ONE is taking a group of bipartisan politicos on a trip to Kenya and Tanzania to show them just how much has been accomplished in health and development in Africa –- and the challenges that still lie ahead. Republican strategist Rich Galen recounts his first day at a SIDAREC center in Nairobi.
After a working lunch — which included a briefing on what we would be doing and seeing over the next couple of days — and some housekeeping items (don’t forget, we’re leaving the hotel at 0700 Monday morning!), we loaded up the bus and headed off to Kibera, which has the unfortunate distinction of being one of the largest slums on the African Continent. Some estimates have as many as a million people living in the tin huts and worn canvas tents of Kibera.

The visit was to an NGO called the Slums Information and Resource Centers (SIDAREC). While the acronym might be somewhat awkward, the work they are doing is most certainly not. SIDAREC, which operates in three Nairobi slums, was the recipient of the 2009 ONE Award, which has allowed them to expand their operations.
We got a background talk on the work SIDAREC is doing, largely with children:
When I first heard we were visiting a car wash, I pictured in my mind an American car wash with those waving pieces of cloth, and different colored soaps being delivered by high-pressure streams of water.
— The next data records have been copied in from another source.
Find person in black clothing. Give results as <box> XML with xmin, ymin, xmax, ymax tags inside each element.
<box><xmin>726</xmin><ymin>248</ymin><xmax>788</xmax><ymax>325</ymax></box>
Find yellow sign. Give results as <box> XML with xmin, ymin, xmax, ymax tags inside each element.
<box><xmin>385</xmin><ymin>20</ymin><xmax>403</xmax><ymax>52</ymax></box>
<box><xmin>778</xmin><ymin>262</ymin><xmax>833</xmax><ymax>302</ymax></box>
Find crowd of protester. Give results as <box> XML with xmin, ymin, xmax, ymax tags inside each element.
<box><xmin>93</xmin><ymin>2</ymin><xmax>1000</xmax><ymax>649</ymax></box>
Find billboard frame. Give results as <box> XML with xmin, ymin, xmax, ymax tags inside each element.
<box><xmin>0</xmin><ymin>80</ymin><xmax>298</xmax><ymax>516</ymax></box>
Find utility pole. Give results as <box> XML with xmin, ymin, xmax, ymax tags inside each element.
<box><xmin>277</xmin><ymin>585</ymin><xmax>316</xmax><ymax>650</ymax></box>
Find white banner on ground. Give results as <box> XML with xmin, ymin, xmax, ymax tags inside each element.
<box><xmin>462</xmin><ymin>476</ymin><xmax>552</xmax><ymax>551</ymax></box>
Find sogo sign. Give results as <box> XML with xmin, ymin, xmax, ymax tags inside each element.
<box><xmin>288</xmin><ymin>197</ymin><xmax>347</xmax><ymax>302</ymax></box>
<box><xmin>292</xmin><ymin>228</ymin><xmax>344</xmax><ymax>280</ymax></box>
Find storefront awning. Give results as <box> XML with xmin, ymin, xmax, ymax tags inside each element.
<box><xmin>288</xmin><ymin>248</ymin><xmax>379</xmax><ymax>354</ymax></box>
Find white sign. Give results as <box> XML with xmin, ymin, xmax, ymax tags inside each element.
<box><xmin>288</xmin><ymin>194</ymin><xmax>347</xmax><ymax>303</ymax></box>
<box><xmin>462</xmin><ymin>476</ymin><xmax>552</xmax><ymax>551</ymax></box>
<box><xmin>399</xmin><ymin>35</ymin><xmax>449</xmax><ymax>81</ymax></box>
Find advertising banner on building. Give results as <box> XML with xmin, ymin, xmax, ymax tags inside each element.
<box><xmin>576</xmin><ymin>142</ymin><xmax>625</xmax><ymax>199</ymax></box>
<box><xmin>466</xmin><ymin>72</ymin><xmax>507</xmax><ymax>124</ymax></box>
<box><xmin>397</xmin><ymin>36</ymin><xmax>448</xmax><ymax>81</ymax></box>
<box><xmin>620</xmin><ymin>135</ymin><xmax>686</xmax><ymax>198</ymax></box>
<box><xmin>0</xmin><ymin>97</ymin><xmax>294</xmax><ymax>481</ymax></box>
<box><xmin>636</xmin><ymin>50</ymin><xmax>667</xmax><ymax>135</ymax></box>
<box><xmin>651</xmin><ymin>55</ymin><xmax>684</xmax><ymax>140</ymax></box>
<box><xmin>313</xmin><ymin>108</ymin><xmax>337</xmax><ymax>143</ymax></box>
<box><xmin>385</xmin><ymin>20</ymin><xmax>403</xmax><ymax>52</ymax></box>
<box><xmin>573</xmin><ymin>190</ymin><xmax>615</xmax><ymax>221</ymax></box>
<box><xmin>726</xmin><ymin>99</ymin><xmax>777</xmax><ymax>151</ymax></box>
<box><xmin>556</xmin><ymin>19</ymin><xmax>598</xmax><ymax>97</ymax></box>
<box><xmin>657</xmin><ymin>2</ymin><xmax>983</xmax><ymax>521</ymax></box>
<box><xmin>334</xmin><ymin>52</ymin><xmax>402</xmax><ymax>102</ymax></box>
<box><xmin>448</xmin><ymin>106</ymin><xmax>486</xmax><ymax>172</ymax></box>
Suffice to say, this was all hand washing, and the high-pressure water delivery was a large yellow bucket dipped into a well dug just off the side of the roadway.
What was amazing to me was that this was a group of people who were willing to devote their lives to improving the lives of others –- not by building huge infrastructures, but by sending 30 children at a time to kindergarten; bringing in the Internet to eight teenagers at a time; having six or seven older teenagers at a time wash cars; and eleven children at a time on a soccer pitch.
We were all moved by the dedication and devotion of SIDAREC.